Link Search Menu Expand Document

Research Data Bootcamp Overview

Welcome to the Research Data Bootcamp for incoming CU Boulder graduate students. The Bootcamp is sponsored and organized by the Center for Research Data and Digital Scholarship (CRDDS), which is a collaboration between CU Boulder University Libraries, and Research Computing. You can view the CRDDS website here.

As incoming graduate students, it is likely that you will work with research data at some point during the course of your respective programs. The goal of this Bootcamp is to provide you with an overview of some of the skills, strategies, and best practices that will help you to get started in pursuing this kind of work. The Bootcamp does not presuppose any prior experience in working with research data, and all of the sessions are introductory in nature. Our purpose is not to help you master any given topic, but to provide a useful and productive starting point for further exploration and learning. As you explore further after the Bootcamp and into the semester, we hope you’ll make use of CRDDS’s many resources, such as opportunities for individual consultations and workshops (many of which will cover the material introduced here in greater depth). More information about these opportunities is provided on the CRDDS website. For related offerings, please also see the website of our collaborators at the Laboratory for Interdisciplinary Statistical Analysis (LISA).

In thinking about the various skills and tasks that are relevant to projects that involve research data, librarians and data professionals often think in terms of a heuristic called the research data lifecycle:

Research Lifecycle

The lifecycle model specifies, in broad terms, the distinct yet interconnected stages of a data-intensive research project; each stage involves a variety of more specific tasks and competencies, as represented in the following graphic from the CRDDS website:

Research Lifecycle Tasks

By attending the Bootcamp, our hope is that you will be empowered to navigate the research data lifecycle with respect to your own work, in a deliberate and intentional way.

The different sessions of the Bootcamp address themselves to various stages of this research data lifecycle (italicized words correspond to the stage(s) of the research data lifecycle that the session will emphasize).

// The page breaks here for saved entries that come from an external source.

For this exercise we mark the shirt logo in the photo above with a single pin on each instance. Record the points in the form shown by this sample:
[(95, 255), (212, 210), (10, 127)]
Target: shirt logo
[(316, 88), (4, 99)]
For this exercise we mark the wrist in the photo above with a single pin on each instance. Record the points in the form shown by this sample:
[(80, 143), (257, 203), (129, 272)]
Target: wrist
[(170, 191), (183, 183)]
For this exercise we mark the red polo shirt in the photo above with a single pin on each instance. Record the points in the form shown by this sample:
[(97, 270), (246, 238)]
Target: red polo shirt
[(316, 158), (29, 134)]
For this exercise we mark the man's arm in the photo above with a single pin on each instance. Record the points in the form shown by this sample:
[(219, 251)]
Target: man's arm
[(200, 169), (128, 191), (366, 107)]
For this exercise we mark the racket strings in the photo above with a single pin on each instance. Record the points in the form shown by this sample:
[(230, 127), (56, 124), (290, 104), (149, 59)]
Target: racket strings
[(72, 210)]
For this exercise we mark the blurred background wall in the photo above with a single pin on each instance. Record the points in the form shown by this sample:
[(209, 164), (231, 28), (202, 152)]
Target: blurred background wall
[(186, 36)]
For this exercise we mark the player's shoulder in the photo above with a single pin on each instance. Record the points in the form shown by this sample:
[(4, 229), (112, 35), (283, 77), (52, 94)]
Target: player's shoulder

  • The first session, on GitHub and GitHub Pages, taught by CU Boulder Libraries’ Map and Earth Sciences Librarian Phil White, will explore how you can use GitHub and GitHub pages as platforms to collaborate with others, and to share and disseminate your work (Publish; Preserve)
  • Our second session, on Containerization with Docker, taught by High Performance Computing Specialist Daniel Trahan, will discuss containerization as a strategy for ensuring the reproducibility of your analysis (Develop; Preserve)
  • Our third session, on Finding and Evaluating Data, taught by CRDDS data librarians Jordan Wrigley and Adi Ranganath, will present strategies for finding and evaluating data sources specific to your research needs (Plan)
  • Our fourth session, on Data Analysis in R, taught by Penn St. Lecturer and recent CU Boulder PhD alum Jacob Holster, will teach you how to get started using R and R Studio as a data analysis and visualization platform (Develop)
  • Our fifth session, on Data Publishing and CU Scholar, taught by CRDDS Scholarly Communication Librarian Melissa Cantrell and Director of Data and Scholarly Communication Services Andrew Johnson, will discuss best practices for data management and data archiving (Plan; Publish; Preserve)
  • Our sixth session, on Data Ethics and the Social Context of Data, taught by Digital Scholarship Librarian Nickoal Eichmann-Kalwara, examines the social embeddedness of data (and the implications of this embeddedness for applied researchers) through a case study of the United States census (Plan; Develop; Publish; Preserve)
  • Our seventh session, on Data Analysis in Python, taught by CRDDS Visualization Specialist Tim Dunn, will teach you how to get started using Python and Jupyter Notebooks as a data analysis and visualization platform (Develop).

We will conclude the Bootcamp by discussing how you can continue your learning about the various topics introduced at the Bootcamp by participating in CRDDS programs and activities during the fall semester and beyond. We will also discuss the details of the Bootcamp microcredential, which you can earn by completing a small project that demonstrates your familiarity with the topics presented at the Bootcamp.